Было видно, как Нортон, повинуясь приказу, остановился, и вал на лету рассыпался снежными шапками и лоскутами, застывая сугробами. Потом вынес на лед кого–то в белом скафандре — кого–то облепленного с головы до ног искрящимся инеем, — и когда этот кто–то знакомым жестом потер лицевое стекло и расчетливо уклонился от шального обломка, стало ясно: зарождающийся водяной фонтан выпустил только Асеева. Одного, без Михайлова… Сквозь хрипы и треск голос Элдера:
— Николай, Дэвид, в люк! Быстрее!!!
Казалось, что удар расколол планетоид на части. “Казаранг” низко просел на корму. Оскальзываясь передними ступоходами, дергаясь и дрожа, машина делала попытки вырваться из ледяного капкана. Голос Асеева:
— Меф, сам видишь: больше никого не будет. Старт!
В кабину хлынули отсветы сине–фиолетового пламени — гашетки стартовой тяги вдавлены до упора. Парализованный ужасом, он чувствовал, что задние ступоходы заклинило намертво. Машина, вибрируя от напряжения, задрала нос, но не стронулась с места. Под днищем, заливая все вокруг нестерпимо ярким фиолетовым светом, пульсировал плазменный смерч, сзади буйствовал ураган лилового огня и пара, впереди закутанным в белое призраком–великаном набирал высоту столб фонтанирующей пены, над блистером едва ли не с плотностью чаек на птичьем базаре проносились стаи обломков и крупные глыбы. Все вокруг шевелилось, двигалось, прыгало, плыло, катилось.
— Отстрелить ступоходы! — рявкнул Асеев. — Старт!!!
Рука, сжимавшая рычаг отстрела, не подчинилась приказу. Убить Элдера, чтобы спасти остальных… Но если вон та вертлявая глыба успеет долбануть в блистер — всем крышка…
Не успела. На перехват выпрыгнула из люка фигура в обындевелом скафандре — короткое “эк!..” совпало с рубиновой вспышкой разблокировки фиксации рычага и похожей на агонию судорогой отстрела. Тяжесть стартовой перегрузки, стянутая алыми буквами полоса транспаранта “Гермолюк закрыт”, куда–то вниз провалилась озаряемая зелеными вспышками белая муть, и вдруг распахнулся простор звездно–черного неба. Горошина Солнца над запрокинутым горизонтом… Деревянные пальцы левой руки разжались, отпустили ненужный теперь красный рычаг, деревянно сомкнулись вокруг рукоятки управления катером.
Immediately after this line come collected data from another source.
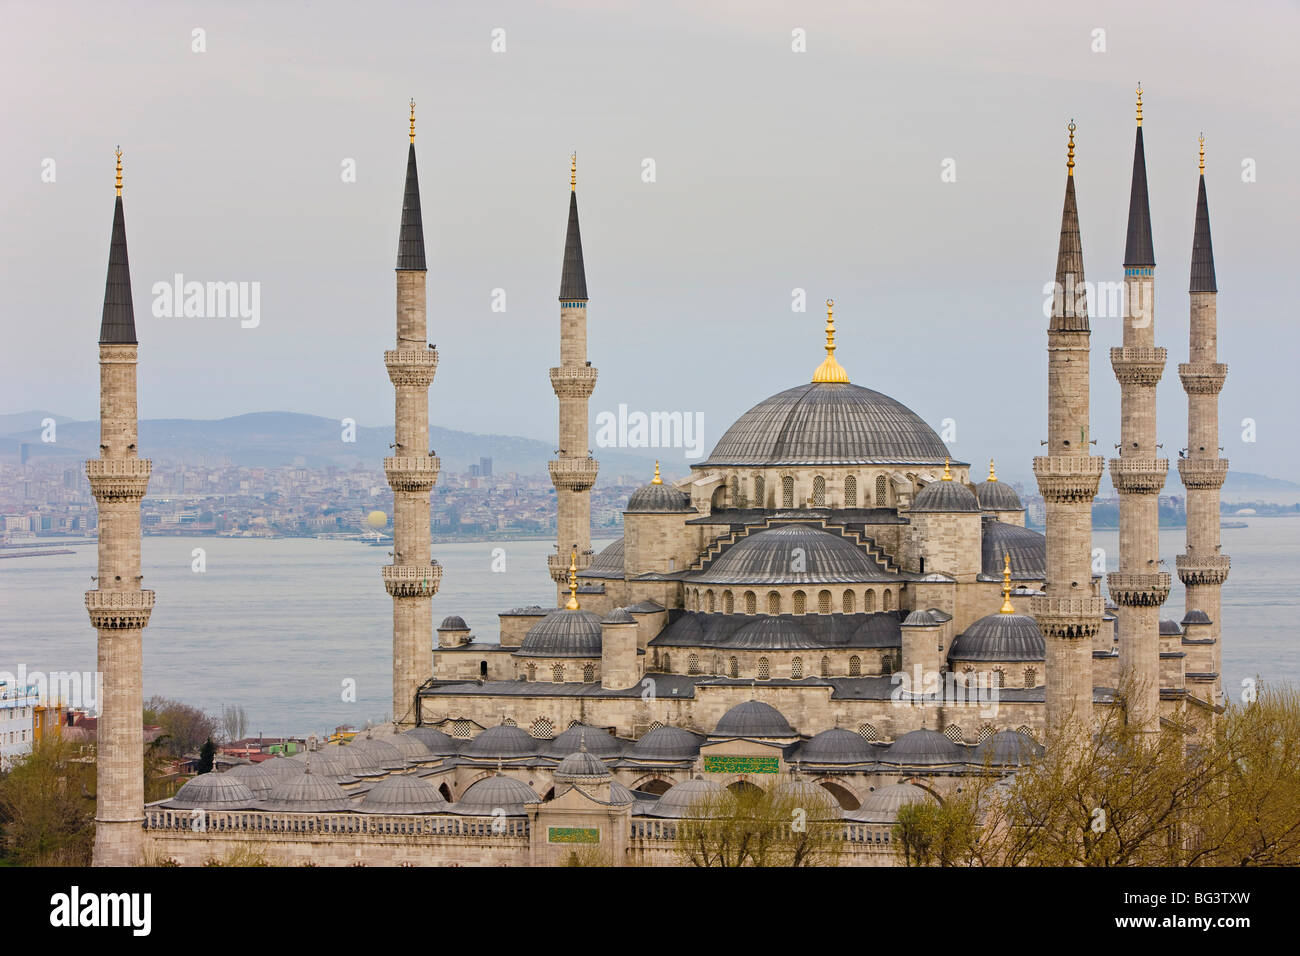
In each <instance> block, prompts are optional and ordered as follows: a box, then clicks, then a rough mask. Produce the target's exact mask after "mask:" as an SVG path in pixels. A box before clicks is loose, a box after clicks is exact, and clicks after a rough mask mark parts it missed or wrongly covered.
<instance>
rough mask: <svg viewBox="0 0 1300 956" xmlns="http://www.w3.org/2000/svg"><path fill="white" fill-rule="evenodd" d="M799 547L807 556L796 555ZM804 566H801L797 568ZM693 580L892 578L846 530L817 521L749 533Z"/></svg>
mask: <svg viewBox="0 0 1300 956" xmlns="http://www.w3.org/2000/svg"><path fill="white" fill-rule="evenodd" d="M796 549H798V550H801V551H802V553H803V555H802V559H801V561H798V562H796V561H793V557H794V551H796ZM796 567H798V568H801V570H798V571H796V570H793V568H796ZM686 580H688V583H690V584H733V585H735V584H855V583H861V581H883V580H893V575H889V574H887V572H885V571H883V570H881V568H880V566H879V564H876V562H875V561H872V559H871V558H870V557H868V555H867V553H866V551H865V550H863V549H862V548H859V546H858V545H855V544H854V542H853V541H850V540H849V538H846V537H844V536H842V535H836V533H835V532H831V531H827V529H824V528H819V527H816V525H813V524H801V523H794V524H777V525H774V527H771V528H766V529H763V531H755V532H753V533H750V535H746V536H745V537H742V538H741V540H740V541H737V542H736V544H733V545H732V546H731V548H728V549H727V550H725V551H723V553H722V554H719V555H718V557H716V558H715V559H714V561H712V562H710V564H708V566H707V567H705V568H703V570H702V571H699V572H698V574H694V575H692V576H690V578H688V579H686Z"/></svg>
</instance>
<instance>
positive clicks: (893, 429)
mask: <svg viewBox="0 0 1300 956" xmlns="http://www.w3.org/2000/svg"><path fill="white" fill-rule="evenodd" d="M946 457H948V449H946V447H945V446H944V442H943V441H940V440H939V436H937V434H935V431H933V429H932V428H931V427H930V425H927V424H926V423H924V421H923V420H922V418H920V416H919V415H917V412H914V411H913V410H911V408H907V407H906V406H904V405H901V403H900V402H896V401H894V399H892V398H889V397H888V395H883V394H880V393H879V392H872V390H871V389H865V388H862V386H861V385H849V384H813V385H798V386H796V388H793V389H787V390H785V392H781V393H779V394H775V395H772V397H771V398H767V399H764V401H762V402H759V403H758V405H755V406H754V407H753V408H750V410H749V411H748V412H745V414H744V415H741V416H740V418H738V419H737V420H736V424H733V425H732V427H731V428H728V429H727V432H725V433H724V434H723V437H722V440H720V441H719V442H718V445H716V446H715V447H714V450H712V454H710V455H708V460H706V462H703V463H702V466H703V467H708V466H729V464H943V463H944V458H946Z"/></svg>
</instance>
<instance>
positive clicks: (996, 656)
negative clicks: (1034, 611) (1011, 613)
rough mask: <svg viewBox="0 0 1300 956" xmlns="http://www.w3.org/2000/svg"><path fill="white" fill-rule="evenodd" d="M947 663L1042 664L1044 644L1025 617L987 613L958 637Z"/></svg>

И что–то со зрением: зеленоватый серп Урана словно бы расслоился пластинками, оброс лучистой бахромой — перед глазами все стало мутным, нерезким.
— Эй, кто–нибудь!.. — позвал он. — Вместо меня… Я не смогу причалить машину.
— Не будь идиотом, — тяжело дыша, сказал Лорэ.
— Меф, ты намерен убить нас на финише? — полюбопытствовал Нортон.
Остальные молчали.
Он вспомнил про воздуходувку внутри гермошлема, включил. Облизнув разбитые губы, посмотрел с высоты на Ледовую Плешь. Кратера не было видно, всю центральную область ледяного диска затянуло дымчатой рябью. Издали похоже на овечью шерсть. Точнее, будто овца улеглась в огромное блюдо. Значит, вот как погиб “Леопард”… По сути, Ледовая Плешь — ловчая яма. Прорва, прикрытая слоем льда, — Бакулин был прав. Западня. Тигровая яма…
Потом, уже на орбите, когда ошеломленная команда рейдера обеспечила “Казарангу” радиус–ход в режиме зонального захвата и напряжение после маневра несколько спало, он с большим трудом взял себя в руки и понял, что надо делать. “Высажу всех — и обратно, — лихорадочно думал он. — Даже в этой каше можно… еще можно и нужно искать. И найти. Хотя бы одного найти… Не дадут резервный “Циклон” — угоню “Казаранга”, никто не посмеет меня задержать”.